Ler e reler
Maria Lúcia Lepecki
Meu caro Eduíno:
Nada fácil decidir que tipo de texto poderia trazer-te em jeito de homenagem. Pensei, então, em uma espécie de ensaio onde trataria, muito ao de leve, a tua poética, chamando a atenção para:
A simplicidade como arte.
Tentaria aqui mostrar de que modo a tua escrita, de uma extraordinária pureza e elegância – uma escrita a todos os títulos clássica – manipula com destreza as mais fundas emoções do leitor, tocando-lhe fibras remotas não apenas dos sentimentos mas sobretudo, e isso é admirável, da memória. Ler-te é sempre uma forma de nos revisitarmos – e só os verdadeiros poetas nos podem proporcionar experiência como essa.
A afectividade como arte
Depurada ao máximo, negando-se a atavios de qualquer tipo, na tua poesia pulsa (e isto é surpreendente num discurso simultaneamente tão contido) uma luminosidade doirada, um toque genesíaco, um sobressalto erótico, que aproxima a tua voz, malgrado evidentes diferenças discursivas, da voz de Natália. Repositório de afectos tudo o que escreves. Tudo o que das tuas mãos sai é escrínio de paixões tanto mais violentas e vivificantes quanto mais contidas, sustidas, naquele renovado, obsessivo. prelúdio da palavra que todo o verdadeiro poema é.
Uma arte da música
Seria este, meu caro Eduíno, o último aspecto que eu abordaria nos teus poemas. Trataria de mostrar neles a dimensão melódica, desdobrar para o meu e teu leitor o cuidadoso jogo de vogais e o disciplinado pas-de-deux entre vogais e consoantes, umas e outras se retomando, frequentíssimas vezes, para criarem uma cadeia de ecos que, reforçando sempre o afectivo e o passional, trabalha agora no plano do sensorial, por vezes do mais requintado sensual. Com este labor de artista e esta mão de mestre consegues, junto de nós, ou junto de mim, muitas coisas. E a mais importante delas diz-se em poucas palavras: com o teu saber dos sons, com a melodia inoculada em cada poema, em cada estrofe, em cada verso, tu ressuscitas nos teus leitores a magia dos primeiros encontros com o mundo sagrado da poesia.

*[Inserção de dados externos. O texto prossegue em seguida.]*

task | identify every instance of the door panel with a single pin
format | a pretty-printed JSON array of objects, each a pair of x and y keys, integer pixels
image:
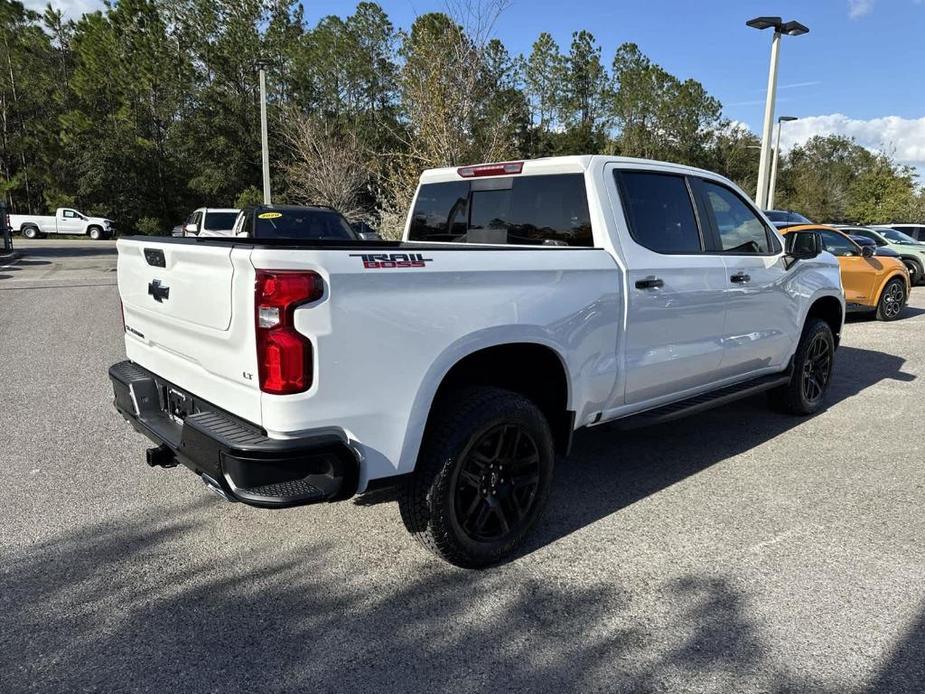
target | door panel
[
  {"x": 761, "y": 315},
  {"x": 675, "y": 293},
  {"x": 674, "y": 332}
]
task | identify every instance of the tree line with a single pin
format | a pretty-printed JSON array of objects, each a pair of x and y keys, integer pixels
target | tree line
[{"x": 147, "y": 109}]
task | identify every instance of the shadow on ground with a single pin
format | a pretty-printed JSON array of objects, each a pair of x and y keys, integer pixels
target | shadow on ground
[
  {"x": 112, "y": 607},
  {"x": 171, "y": 598}
]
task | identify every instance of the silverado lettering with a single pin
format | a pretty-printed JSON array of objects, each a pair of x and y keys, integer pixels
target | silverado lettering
[{"x": 387, "y": 261}]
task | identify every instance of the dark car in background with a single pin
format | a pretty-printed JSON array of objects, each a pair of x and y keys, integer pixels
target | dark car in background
[{"x": 915, "y": 231}]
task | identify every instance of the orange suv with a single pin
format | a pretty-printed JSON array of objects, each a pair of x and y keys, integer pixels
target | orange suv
[{"x": 871, "y": 283}]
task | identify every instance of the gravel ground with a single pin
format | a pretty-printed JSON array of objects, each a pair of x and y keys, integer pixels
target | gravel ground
[{"x": 740, "y": 550}]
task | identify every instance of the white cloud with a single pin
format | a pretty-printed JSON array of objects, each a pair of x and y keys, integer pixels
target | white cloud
[
  {"x": 902, "y": 138},
  {"x": 859, "y": 8},
  {"x": 71, "y": 9}
]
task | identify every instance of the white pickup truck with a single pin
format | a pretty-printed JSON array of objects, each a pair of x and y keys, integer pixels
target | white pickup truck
[
  {"x": 525, "y": 301},
  {"x": 65, "y": 221}
]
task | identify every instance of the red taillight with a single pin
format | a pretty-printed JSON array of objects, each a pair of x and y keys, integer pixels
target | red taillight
[
  {"x": 502, "y": 169},
  {"x": 284, "y": 356}
]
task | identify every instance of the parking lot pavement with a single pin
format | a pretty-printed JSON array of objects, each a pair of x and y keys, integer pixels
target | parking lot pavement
[{"x": 740, "y": 550}]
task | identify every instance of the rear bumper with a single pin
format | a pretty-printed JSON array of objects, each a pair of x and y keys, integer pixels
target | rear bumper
[{"x": 233, "y": 456}]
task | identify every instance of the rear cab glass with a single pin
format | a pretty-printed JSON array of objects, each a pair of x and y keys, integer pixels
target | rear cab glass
[
  {"x": 538, "y": 209},
  {"x": 219, "y": 221},
  {"x": 300, "y": 223}
]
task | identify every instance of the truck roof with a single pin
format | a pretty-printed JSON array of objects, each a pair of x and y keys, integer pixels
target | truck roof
[{"x": 567, "y": 164}]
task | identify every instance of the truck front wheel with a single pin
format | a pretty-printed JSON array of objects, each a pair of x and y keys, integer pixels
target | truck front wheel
[
  {"x": 812, "y": 371},
  {"x": 482, "y": 477}
]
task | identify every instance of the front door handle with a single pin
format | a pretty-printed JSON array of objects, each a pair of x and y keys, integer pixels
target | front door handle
[{"x": 650, "y": 282}]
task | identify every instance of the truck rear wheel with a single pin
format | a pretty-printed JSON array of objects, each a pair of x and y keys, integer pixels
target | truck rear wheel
[
  {"x": 482, "y": 477},
  {"x": 812, "y": 371}
]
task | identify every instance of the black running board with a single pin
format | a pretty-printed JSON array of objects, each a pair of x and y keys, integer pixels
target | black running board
[{"x": 699, "y": 403}]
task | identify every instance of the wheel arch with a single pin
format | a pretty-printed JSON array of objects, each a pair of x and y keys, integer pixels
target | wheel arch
[
  {"x": 889, "y": 277},
  {"x": 830, "y": 309},
  {"x": 504, "y": 362}
]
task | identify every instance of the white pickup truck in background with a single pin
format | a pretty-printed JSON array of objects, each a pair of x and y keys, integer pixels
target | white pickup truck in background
[
  {"x": 525, "y": 301},
  {"x": 65, "y": 221},
  {"x": 208, "y": 221}
]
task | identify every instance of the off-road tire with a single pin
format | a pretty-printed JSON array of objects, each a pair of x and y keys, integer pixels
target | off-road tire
[
  {"x": 793, "y": 397},
  {"x": 892, "y": 300},
  {"x": 458, "y": 427}
]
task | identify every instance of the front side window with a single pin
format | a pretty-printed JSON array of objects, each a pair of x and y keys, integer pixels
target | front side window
[
  {"x": 740, "y": 230},
  {"x": 659, "y": 211},
  {"x": 525, "y": 210},
  {"x": 838, "y": 245},
  {"x": 898, "y": 236}
]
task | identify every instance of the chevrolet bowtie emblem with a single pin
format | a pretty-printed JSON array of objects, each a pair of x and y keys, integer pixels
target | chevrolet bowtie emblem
[{"x": 158, "y": 291}]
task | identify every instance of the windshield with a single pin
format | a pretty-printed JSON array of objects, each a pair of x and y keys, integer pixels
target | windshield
[
  {"x": 898, "y": 236},
  {"x": 219, "y": 221},
  {"x": 301, "y": 223}
]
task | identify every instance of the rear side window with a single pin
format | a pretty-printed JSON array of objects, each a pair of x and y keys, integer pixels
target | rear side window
[
  {"x": 659, "y": 211},
  {"x": 220, "y": 221},
  {"x": 525, "y": 210},
  {"x": 739, "y": 229}
]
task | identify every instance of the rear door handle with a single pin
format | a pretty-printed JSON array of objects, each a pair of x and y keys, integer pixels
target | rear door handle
[{"x": 650, "y": 282}]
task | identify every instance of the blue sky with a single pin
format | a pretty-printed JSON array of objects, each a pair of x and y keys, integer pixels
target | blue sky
[{"x": 860, "y": 71}]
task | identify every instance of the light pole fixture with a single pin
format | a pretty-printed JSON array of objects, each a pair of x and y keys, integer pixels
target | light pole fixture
[
  {"x": 781, "y": 28},
  {"x": 772, "y": 186},
  {"x": 264, "y": 140}
]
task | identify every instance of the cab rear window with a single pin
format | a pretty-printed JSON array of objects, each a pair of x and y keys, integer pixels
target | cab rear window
[
  {"x": 300, "y": 224},
  {"x": 525, "y": 210}
]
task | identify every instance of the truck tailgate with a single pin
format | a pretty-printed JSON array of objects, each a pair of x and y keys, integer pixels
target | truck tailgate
[{"x": 188, "y": 312}]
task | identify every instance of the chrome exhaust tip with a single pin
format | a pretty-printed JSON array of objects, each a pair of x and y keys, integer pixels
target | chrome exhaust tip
[
  {"x": 161, "y": 456},
  {"x": 216, "y": 488}
]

Por isso tudo, meu caro Eduíno, e por muito mais que aqui não digo, reler-te sempre é a sina de quem alguma vez te leu.
Lepecki, Maria Lúcia. “Ler e reler”. In Eduíno de Jesus: A ca(u)sa dos Açores em Lisboa, homenagem de amigos e admiradores. Eds. Almeida Onésimo Teotónio e Leonor Simas-Almeida. Angra do Heroísmo, Terceira: Instituto Açoriano de Cultura, 2009. 111-113.